Here is a delicious blueberry pie recipe. The recipe calls for almost 10 cups of blueberries!

Blueberry Pie

  • 2 tablespoons powdered sugar
  • 1 package refrigerated piecrust (14.1 ounce)
  • 8 ounces cream cheese, softened
  • 1 tablespoon sour cream
  • 1⁄2 cup granulated sugar
  • 2 teaspoons lemon zest
  • 1 tablespoon fresh lemon juice
  • 9 1⁄2 cups fresh blueberries
  • 1 cup sugar
  • 2 tablespoons cornstarch
  • 1 tablespoon butter
  • 1 1⁄2 cups heavy cream
  • 3 tablespoons sour cream

Heat oven to 425 degrees. Sprinkle a work surface with powdered sugar. Roll pie crust into an 11-inch circle on the prepared surface. Fit pie crust sugar side down into a 9-inch pie plate; fold edges under and crimp. Prick bottom and sides with a fork. Bake 10 minutes or until golden. Cool completely on a wire rack.

Beat cream cheese and sour cream at medium speed with a mixer until smooth. Add ½ cup sugar, lemon zest and juice; beat until smooth and fluffy. Spoon mixture into the cooled pie crust, cover and refrigerate until ready to assemble.

Process 1 ½ cups of blueberries in a blender or food processor until smooth, and press through a wire-mesh strainer into a 3 qt. saucepan, using back of a spoon to squeeze out juice; discard pulp. Stir in 1 cup sugar into juice in pan. Whisk together cornstarch and ¼ cup water; gradually whisk cornstarch mixture into blueberry mixture. Bring to a boil over medium heat, and cook, whisking constantly, 1 minute. Remove from heat, and whisk in butter. Cool 15 minutes.

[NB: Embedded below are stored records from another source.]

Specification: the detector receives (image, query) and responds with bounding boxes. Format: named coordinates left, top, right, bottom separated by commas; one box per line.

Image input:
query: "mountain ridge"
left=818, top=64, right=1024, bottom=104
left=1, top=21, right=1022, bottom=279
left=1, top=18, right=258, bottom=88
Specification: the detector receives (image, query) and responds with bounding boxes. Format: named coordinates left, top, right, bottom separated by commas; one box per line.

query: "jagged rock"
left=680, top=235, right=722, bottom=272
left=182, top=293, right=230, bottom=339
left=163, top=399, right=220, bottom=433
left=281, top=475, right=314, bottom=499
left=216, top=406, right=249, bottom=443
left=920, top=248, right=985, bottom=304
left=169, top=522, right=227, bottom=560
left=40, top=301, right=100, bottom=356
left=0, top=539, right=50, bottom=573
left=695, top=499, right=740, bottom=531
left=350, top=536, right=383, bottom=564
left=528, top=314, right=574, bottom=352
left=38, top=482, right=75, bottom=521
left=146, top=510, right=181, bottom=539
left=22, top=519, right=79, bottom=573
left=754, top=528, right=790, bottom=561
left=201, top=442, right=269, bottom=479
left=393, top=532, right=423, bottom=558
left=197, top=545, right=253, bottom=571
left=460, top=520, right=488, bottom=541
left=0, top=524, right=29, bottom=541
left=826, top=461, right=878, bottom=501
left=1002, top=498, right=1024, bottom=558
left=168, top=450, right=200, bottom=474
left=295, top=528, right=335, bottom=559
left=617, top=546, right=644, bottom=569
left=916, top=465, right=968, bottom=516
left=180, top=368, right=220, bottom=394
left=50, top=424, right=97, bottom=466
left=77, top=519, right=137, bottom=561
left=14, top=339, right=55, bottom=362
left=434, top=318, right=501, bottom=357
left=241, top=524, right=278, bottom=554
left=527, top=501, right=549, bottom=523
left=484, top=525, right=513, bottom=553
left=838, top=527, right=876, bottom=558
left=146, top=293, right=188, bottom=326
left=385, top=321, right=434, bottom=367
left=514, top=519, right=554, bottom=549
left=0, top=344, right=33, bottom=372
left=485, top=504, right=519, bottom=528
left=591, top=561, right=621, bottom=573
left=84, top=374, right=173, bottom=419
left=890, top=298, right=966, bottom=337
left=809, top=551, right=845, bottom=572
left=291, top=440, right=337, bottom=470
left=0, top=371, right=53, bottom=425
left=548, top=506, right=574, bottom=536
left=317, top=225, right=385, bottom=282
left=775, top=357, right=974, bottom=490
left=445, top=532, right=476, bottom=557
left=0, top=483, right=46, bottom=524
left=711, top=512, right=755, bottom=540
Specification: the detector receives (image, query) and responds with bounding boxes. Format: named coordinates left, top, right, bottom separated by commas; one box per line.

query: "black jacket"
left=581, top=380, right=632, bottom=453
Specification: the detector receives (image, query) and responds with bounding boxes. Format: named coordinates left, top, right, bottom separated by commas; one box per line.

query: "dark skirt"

Toss together blueberry mixture and 8 cups of blueberries gently in a large bowl until coated. Cover and chill 3 hours or until cold.

Once the blueberry mixture has been chilled, spoon it on top of the pie crust that has already been filled with the cream cheese mixture and top with a few dollops of Cream Fraiche (instructions follow).

Crème Fraiche: Whisk heavy cream and sour cream together in a small nonreactive bowl until smooth. Cover with double thickness of cheesecloth, set in a cool draft-free spot and let stand for 12 hours or overnight. Remove cheesecloth and whisk mixture until smooth. Store in a jar with a tight lid in refrigerator for up to one week. Remember that this needs to be made the day before you make your pie.

Lisa Prince of Local Dish suggests garnishing this dessert with a fresh sprig of mint and some lemon zest. You can also use a pre-packaged pie crust and bake it according to package instruction. You may also want to garnish this dessert with powdered sugar.  If you have no time to make the Cream Fraiche,  use whipped topping or mix together 1 cup heavy cream with ¼ teaspoon vanilla until soft peaks form.

Finally, for a delicious  red white and blue July 4th dessert add in some strawberries!